I wiped the floor, threw the mop into a corner and headed towards the goblins. The three of them were sitting, grinning with yellow teeth and poking each other with forks. There were leftovers and a couple of coins on the table in front of them, clearly not enough for three mugs of ale.
"So, gentlemen pickpockets," I began, trying to sound confident. — You're drinking ale, but who's going to pay?
The goblin with the earring, clearly in charge, giggled:
"Oh, innkeeper, don't lie. We have a cultural holiday here. Give me another cup, and then we'll figure it out."
"Can we figure it out?" I crossed my arms. "You have three coppers on the table, and ale costs five for a mug. Either pay up or get out of my tavern." he said and made the most serious face.
The goblins exchanged glances, and I could feel the situation escalating. And then I felt my knees tremble with fear. What if they attack? I can't do anything to them.…
One of them, with a crooked nose, reached for the dagger on his belt. I mentally howled, "System, this is not fair! I have a mop against a dagger!"
[Hint: Use the environment. Goblins are small and cowardly. Scare them away.]
"Okay," I muttered, looking around the tavern. In the far corner, the shaman was still chewing his grass, the orcs were cackling, and the Killer was drinking ale, squinting at me with the look of "make another joke about a spoon, I'll cut it." And then it dawned on me.
"Hey, the greens," I leaned over to the goblins, lowering my voice. "Do you see that shaman? He cursed a goblin yesterday for not paying, and he's still running around the village with ears like an elf's. Do you want to see what he will do to you? and the smile is the one that all reasonable people are afraid of."
The goblins froze. The one with the earring swallowed nervously, and the one with the dagger took his hand off the weapon.
"Okay, innkeeper, don't get all worked up," he muttered, taking a handful of coins out of his pocket. "Here you go, everything is fair."

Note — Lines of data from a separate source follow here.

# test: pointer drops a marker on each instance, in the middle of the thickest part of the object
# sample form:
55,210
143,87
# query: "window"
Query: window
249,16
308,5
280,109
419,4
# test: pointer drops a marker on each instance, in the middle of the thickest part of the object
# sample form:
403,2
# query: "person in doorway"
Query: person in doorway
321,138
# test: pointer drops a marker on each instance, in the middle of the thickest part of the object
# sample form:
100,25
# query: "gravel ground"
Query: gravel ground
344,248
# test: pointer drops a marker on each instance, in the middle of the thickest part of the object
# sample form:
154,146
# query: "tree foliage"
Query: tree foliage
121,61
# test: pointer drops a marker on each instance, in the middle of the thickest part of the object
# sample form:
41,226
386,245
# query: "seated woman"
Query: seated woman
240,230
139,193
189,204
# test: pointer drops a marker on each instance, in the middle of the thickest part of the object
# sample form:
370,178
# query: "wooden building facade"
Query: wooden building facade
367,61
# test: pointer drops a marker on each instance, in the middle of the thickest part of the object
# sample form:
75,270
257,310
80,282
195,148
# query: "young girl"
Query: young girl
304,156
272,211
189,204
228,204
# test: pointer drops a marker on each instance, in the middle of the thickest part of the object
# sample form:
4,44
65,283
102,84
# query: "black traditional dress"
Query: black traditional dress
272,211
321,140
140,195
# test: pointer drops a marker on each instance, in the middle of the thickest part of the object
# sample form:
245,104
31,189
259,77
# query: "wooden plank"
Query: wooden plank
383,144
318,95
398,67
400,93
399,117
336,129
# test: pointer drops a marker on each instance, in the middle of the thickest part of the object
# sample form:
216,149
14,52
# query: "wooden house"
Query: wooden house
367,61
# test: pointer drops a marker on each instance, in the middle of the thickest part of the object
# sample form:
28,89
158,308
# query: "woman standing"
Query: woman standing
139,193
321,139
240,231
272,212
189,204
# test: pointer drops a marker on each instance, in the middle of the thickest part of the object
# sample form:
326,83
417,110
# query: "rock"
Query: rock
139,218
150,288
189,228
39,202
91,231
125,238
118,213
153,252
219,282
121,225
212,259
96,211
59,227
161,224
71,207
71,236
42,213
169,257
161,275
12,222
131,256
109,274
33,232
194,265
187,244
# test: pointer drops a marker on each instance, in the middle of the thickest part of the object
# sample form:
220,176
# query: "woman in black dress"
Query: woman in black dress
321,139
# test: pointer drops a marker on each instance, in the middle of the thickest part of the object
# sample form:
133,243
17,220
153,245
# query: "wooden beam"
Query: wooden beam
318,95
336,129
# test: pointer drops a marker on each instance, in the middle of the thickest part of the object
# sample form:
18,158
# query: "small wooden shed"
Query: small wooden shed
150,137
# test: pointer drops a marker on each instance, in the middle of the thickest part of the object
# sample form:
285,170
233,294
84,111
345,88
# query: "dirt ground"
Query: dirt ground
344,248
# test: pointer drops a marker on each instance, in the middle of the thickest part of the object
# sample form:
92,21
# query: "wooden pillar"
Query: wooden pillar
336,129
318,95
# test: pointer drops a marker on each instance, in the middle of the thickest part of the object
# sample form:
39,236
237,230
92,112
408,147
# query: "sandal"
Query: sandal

I counted the coins—exactly fifteen coppers. The system clicked:
[The task is completed.
Reward: +5 reputation, 15 coppers.
Bonus: The Goblins now consider you "sly as a huckster."]
"Sly, you say?" I chuckled, putting the coins in my pocket. "Well, that's something.
But it was too early to be happy. The door of the tavern was flung open with a bang, and a figure in a black cloak with a hood hiding his face appeared on the threshold. The player, judging by the interface above his head: "no_name, level 115." Level 115! In my tavern, where there are at most twenty levels hanging out!
"Innkeeper," the Shadow's voice was low and husky. "I need your best ale." And information.
"Uh, sure, I'll get it now," I tried not to show how my knees were shaking. Level 115 in the village is like a tank in a sandbox. One sneeze, and only splinters will remain of the "Crooked Fang".
[New assignment: Find out what the Shadow needs without_No name, and don't piss him off.
Reward: +20 reputation, chance for a rare item.
Failure: the tavern is in ruins, - 1000 reputation with player ten_not_Name.]
"The system," I howled mentally, pouring ale for Shade. "I just wanted to fix computers, not play "Guess how not to die"! No, that's real! What the hell is going on with this System? And why is the penalty for failure so terrible? Well, thank you for not dying, that makes me happy."
I complained, but I had no choice. I put the mug in front of the Shadow, forced a smile, and said:
"The best ale, as requested. What kind of information do you need? We have a quiet village here, you know, just goats and drunken dwarves."